Poetry is often perceived as one-dimensional. At school you probably learnt about white, middle-class, middle-aged, male poets from the Renaissance or the Romantics or some other art movement beginning with ‘R’. But poetry has multiple dimensions and it’s accessible to anyone. Spoken word, a performance based arm of poetry is growing in popularity- just look at Mercury nominee Kate Tempest or rapper come musician Dizraeli.
A group bringing spoken word to Nottingham is the Mouthy Poets.
A collective made up of 15-30 year olds, the community group write, perform and teach spoken word as well as staging their own events. They aim to give young people a voice as well as help them develop their vocabulary skills. Whilst standing on stage might seem daunting, it can be cathartic and empowering at the same time. Mouthy Poets work with those who have a story to tell but find conventional channels stifling or unhelpful.

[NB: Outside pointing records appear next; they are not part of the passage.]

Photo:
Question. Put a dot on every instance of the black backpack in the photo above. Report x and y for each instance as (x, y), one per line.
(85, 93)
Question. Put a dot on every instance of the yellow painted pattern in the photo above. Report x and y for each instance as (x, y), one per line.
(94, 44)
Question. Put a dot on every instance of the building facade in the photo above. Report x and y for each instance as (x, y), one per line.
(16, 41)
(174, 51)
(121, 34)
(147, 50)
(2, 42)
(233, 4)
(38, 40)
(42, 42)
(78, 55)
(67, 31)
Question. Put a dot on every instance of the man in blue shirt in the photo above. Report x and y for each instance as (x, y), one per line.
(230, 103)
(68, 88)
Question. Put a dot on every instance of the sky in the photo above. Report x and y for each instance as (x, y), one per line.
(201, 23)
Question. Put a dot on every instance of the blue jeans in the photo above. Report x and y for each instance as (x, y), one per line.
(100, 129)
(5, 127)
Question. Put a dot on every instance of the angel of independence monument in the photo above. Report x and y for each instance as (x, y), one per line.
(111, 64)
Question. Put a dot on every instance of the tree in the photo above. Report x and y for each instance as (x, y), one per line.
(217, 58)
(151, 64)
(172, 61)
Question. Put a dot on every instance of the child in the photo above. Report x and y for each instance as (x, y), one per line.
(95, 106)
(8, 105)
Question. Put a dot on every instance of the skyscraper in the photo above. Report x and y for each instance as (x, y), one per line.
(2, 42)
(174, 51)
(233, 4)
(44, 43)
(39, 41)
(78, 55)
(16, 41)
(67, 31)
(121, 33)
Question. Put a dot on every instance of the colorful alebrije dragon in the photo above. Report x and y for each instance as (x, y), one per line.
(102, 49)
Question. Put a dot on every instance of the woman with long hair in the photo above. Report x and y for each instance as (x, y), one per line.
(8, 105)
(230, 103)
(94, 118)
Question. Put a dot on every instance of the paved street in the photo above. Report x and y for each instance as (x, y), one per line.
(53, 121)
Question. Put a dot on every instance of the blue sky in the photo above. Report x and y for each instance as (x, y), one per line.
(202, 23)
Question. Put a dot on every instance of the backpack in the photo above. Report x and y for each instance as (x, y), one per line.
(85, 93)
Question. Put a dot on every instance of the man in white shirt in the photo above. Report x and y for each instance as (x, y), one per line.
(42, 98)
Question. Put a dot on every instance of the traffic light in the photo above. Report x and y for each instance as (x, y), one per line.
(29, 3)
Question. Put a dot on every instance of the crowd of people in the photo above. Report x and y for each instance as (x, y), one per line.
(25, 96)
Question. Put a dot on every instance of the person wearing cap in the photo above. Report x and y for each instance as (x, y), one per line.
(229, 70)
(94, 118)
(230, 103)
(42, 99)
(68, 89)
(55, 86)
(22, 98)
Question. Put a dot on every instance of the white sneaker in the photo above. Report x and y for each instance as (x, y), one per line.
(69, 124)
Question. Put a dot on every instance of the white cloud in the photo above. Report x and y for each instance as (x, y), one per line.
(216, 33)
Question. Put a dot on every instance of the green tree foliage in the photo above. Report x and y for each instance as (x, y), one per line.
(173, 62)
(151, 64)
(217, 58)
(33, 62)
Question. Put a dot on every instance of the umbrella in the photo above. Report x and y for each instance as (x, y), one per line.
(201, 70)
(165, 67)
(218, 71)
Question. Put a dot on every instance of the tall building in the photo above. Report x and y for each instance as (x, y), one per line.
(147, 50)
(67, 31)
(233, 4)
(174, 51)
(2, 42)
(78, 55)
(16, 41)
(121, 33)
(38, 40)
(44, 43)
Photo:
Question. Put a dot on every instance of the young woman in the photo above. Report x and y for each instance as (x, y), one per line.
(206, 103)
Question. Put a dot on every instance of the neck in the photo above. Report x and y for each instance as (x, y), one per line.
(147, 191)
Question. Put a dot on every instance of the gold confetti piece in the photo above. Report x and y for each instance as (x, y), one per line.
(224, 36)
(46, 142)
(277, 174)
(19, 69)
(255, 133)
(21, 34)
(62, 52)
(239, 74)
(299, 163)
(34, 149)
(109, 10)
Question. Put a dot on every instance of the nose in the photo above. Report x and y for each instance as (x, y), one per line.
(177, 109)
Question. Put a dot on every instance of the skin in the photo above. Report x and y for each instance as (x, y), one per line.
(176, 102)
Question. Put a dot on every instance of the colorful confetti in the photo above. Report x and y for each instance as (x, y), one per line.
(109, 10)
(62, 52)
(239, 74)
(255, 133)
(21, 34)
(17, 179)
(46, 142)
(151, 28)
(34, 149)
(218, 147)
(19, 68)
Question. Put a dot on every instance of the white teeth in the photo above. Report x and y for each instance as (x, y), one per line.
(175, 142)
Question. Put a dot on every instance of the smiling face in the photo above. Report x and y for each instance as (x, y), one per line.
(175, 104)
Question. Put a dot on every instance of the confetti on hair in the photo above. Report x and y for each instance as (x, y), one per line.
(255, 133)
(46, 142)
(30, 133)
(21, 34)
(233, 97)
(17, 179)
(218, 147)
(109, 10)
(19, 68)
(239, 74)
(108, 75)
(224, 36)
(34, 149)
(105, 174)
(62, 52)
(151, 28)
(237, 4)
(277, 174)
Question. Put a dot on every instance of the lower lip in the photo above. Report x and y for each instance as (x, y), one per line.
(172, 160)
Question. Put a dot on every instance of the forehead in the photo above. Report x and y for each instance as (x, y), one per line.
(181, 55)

A look at what the Mouthy Poets bring…
Calling Nottingham Playhouse their home, the collective meet every Friday during term-time to progress and support each other professionally and personally. Their annual spring show, Say Sum Thin, took place last weekend at the Djanogly City Academy. Comprised of two shows, the audience were treated to a food themed Friday performance as well as guest poet Jon Sands on Saturday. All the way from New York ,Sands’ work have appeared in the New York Times as well as his own book The New Clean and numerous poetry slams. He is admired for his candid and offbeat delivery.
Co-founder of Poets in Unexpected Places, Jon hopes to change people’s perception of the art.
I fired a few quick questions at the man himself…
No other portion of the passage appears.